We suspended enrollment in 2009 due to concerns that the entry criteria for the maintenance trial influenced patients to over-report response to therapy in the induction trial, thereby making it difficult to detect a true treatment effect. Essentially, the trial design was bleeding off power. In fact, one dose arm had crossed a predetermined futility boundary. Meaning, it was unlikely to show a significant benefit at the end of the trial.

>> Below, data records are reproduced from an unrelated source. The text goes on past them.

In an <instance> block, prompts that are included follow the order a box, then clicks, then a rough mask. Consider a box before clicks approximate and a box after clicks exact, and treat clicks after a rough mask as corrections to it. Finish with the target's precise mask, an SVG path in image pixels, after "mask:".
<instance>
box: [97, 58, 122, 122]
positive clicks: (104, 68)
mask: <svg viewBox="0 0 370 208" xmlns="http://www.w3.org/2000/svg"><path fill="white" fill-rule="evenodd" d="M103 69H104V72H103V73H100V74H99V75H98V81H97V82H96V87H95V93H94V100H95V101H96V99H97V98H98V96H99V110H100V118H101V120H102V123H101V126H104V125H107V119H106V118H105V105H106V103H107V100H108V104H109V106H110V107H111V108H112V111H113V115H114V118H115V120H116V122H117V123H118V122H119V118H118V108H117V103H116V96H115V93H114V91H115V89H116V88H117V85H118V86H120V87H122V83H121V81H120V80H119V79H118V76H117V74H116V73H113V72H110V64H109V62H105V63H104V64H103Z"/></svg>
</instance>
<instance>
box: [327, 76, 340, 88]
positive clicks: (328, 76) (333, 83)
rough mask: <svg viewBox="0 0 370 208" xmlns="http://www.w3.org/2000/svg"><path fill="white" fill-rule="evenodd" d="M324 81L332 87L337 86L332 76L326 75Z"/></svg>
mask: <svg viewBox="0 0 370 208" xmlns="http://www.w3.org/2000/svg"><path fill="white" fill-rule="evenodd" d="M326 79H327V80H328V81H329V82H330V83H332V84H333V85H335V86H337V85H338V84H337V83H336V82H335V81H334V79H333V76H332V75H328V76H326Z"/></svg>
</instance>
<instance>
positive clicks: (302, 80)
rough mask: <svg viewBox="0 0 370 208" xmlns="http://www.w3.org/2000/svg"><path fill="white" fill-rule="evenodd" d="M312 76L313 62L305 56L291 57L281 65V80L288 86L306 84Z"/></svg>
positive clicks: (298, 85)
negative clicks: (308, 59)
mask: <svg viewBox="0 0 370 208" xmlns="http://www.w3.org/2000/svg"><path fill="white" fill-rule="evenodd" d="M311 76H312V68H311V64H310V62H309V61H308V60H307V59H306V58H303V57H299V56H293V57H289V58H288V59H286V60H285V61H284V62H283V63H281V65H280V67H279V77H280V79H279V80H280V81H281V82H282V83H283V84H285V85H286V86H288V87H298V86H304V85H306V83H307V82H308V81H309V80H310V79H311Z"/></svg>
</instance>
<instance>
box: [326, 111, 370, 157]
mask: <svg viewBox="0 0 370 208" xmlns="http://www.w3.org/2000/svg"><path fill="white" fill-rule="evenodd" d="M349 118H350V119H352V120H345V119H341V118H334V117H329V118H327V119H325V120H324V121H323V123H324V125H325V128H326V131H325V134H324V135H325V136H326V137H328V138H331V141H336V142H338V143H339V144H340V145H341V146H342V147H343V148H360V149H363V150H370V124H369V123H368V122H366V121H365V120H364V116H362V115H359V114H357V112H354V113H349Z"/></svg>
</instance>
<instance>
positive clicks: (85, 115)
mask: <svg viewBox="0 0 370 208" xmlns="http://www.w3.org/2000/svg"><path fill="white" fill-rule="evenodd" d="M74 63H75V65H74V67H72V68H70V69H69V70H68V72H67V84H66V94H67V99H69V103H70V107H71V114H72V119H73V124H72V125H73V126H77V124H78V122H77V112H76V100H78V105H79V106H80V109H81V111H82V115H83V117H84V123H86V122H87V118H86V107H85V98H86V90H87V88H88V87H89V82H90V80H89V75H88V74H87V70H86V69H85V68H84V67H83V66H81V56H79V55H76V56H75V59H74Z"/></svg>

At that time, we made the decision to keep the trial blinded and to keep the clinical sites active so that patients can continue to be followed. When all 207 patients who were initially enrolled in the trial completed the study, our contract research organization began their procedures to collect and analyze the full dataset, which ultimately led to the announcement we made a few days ago.
Regarding the trial and its outcome, the first thing that is important to appreciate is just how sick the patients are at the time of entry into the study. Most of these patients have been suffering from their disease for more than 13 years. The majority of patients have failed at least two immunomodulators and two biologic agents and had an average Crohn’s Disease Activity Index or CDAI of greater than 350 in all three arms prior to treatment.